Saturday, January 23, 2021

La prière, victoire sur la tragédie.
Saint Sophrony l’Athonite.

 

    
    C'est dans ma jeunesse que j'ai rencontré pour la première fois la notion de tragédie. Non dans mon expérience de la vie, mais dans mes lectures. Je la concevais comme quelque chose qui se présente à l'esprit de l'homme et le captive totalement. Jadis, cet objet d'attraction s'appelait «idéal». Pour atteindre ce qu'il a saisi intuitivement, l'homme est prêt à tous les efforts, à tous les sacrifices, même jusqu'à risquer sa vie. Cependant, lorsqu'il parvient au but, une cruelle déception l'attend: la réalité ne correspond pas à ce qu'il avait entrevu. La désillusion qui s'ensuit naturellement blesse son esprit, et tout se termine par une mort douloureuse et bien souvent odieuse.

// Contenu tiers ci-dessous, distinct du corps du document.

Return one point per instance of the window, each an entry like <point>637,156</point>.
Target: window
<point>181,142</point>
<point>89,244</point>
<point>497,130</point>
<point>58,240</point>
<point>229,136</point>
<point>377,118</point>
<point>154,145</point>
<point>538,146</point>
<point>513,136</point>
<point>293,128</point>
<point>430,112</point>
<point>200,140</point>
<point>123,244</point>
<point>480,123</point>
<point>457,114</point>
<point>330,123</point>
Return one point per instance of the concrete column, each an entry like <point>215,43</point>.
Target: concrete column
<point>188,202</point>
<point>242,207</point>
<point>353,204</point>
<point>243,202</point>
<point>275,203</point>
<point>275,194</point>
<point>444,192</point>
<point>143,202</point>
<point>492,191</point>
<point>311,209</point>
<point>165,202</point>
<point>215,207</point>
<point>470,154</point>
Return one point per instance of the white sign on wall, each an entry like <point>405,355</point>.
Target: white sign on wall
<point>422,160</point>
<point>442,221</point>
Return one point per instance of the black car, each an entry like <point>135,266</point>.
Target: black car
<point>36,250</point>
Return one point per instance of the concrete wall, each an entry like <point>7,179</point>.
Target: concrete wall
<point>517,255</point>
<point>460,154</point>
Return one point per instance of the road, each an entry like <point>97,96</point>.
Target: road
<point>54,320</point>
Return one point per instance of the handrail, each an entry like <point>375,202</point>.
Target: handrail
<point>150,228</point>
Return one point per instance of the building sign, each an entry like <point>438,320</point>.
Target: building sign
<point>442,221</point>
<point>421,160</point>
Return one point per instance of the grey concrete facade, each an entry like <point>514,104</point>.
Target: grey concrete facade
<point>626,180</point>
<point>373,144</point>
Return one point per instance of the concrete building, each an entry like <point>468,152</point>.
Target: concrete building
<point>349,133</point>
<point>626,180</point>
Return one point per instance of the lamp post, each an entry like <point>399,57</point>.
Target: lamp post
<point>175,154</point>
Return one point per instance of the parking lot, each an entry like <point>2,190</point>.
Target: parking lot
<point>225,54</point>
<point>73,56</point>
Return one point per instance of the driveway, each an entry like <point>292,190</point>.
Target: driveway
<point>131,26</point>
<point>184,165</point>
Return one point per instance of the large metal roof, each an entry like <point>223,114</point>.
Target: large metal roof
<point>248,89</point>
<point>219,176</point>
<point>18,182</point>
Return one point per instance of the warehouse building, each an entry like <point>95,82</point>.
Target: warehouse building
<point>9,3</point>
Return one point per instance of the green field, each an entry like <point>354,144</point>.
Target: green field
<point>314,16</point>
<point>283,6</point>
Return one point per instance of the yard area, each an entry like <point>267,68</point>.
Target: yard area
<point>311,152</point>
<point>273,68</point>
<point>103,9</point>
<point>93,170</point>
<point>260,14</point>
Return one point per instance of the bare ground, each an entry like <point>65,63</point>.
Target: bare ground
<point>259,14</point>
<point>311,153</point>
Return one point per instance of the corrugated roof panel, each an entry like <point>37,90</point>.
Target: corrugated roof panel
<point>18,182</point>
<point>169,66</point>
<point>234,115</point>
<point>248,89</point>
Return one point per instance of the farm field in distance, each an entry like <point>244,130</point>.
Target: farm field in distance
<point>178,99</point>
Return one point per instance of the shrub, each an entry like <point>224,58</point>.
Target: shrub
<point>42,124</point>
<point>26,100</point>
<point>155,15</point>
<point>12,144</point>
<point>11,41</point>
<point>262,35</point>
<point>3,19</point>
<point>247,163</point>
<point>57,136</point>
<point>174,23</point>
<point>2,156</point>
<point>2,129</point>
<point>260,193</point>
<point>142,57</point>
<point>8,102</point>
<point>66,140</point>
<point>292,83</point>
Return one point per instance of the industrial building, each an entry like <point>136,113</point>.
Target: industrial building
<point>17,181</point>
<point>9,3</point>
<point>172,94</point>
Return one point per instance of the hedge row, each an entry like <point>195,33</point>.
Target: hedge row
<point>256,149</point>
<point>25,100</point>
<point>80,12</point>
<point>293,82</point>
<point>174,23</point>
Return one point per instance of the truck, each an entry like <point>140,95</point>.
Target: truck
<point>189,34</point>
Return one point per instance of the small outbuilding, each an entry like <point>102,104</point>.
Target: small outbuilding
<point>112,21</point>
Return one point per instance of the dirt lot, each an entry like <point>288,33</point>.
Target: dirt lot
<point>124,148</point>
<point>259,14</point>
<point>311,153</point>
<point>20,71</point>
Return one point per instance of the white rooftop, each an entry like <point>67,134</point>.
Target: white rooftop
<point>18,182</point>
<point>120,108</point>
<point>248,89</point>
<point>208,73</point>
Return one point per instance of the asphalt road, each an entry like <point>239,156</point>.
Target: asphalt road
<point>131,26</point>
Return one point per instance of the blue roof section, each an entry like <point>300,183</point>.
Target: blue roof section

Divers idéaux se présentent aux hommes forts. Souvent, c'est la soif du pouvoir, comme ce fut le cas de Boris Godounov. Dans la lutte pour réaliser sa secrète ambition, suivant l'exemple de ses nombreux prédécesseurs au cours des âges, il n'hésita pas à verser le sang. Mais lorsqu'il arriva à ses fins, il réalisa qu'il n'avait pas obtenu ce qu'il espérait : «je suis parvenu au pouvoir suprême, mais mon âme ne connaît pas le bonheur».

D'autres recherches sur le plan de l'esprit, de l'art ou de la science sont plus nobles. Le génie a des intuitions intellectuelles qu'il ne pourra pas actualiser, car elles dépassent ce qui est accessible dans ce monde. Convaincu de son incapacité de réaliser parfaitement sa vision initiale - qui est devenue sa seule raison d'être -, il subit un profond ébranlement dans son esprit et finit par mourir. C'est parmi les poètes que l'on observe souvent ce dénouement tragique.

Non sans frémissement, j'observais - et je continue aussi bien d'observer - les destinées du monde. Quel que soit le plan sur lequel on la considère, la vie humaine est tragique. L'amour lui-même est plein de criantes contradictions et traverse bien souvent des crises fatales. Ainsi, chaque manifestation de la vie terrestre est marquée dès son origine du sceau de la désintégration.

J'étais encore jeune homme - je n'avais que dix-huit ans lorsque ma destinée me fit vivre des événements historiques dont le caractère tragique dépassait tout ce que j'avais rencontré dans les livres: la Première Guerre mondiale et la révolution sociale qui s'ensuivit en Russie, avec tout son cortège d'horreurs. C'est un tableau sinistre que la chute d'un grand empire.! C'est un combat cruel et sans merci lorsque «ceux qui peinent et ploient sous le fardeau» (Mt 11, 28) se décident, dans leur désespoir, à lutter pour leurs droits et leur dignité humaine. Je vivais au coeur des souffrances de millions d'hommes, de masses innombrables; un «combat mortel» et de longue durée avait commencé.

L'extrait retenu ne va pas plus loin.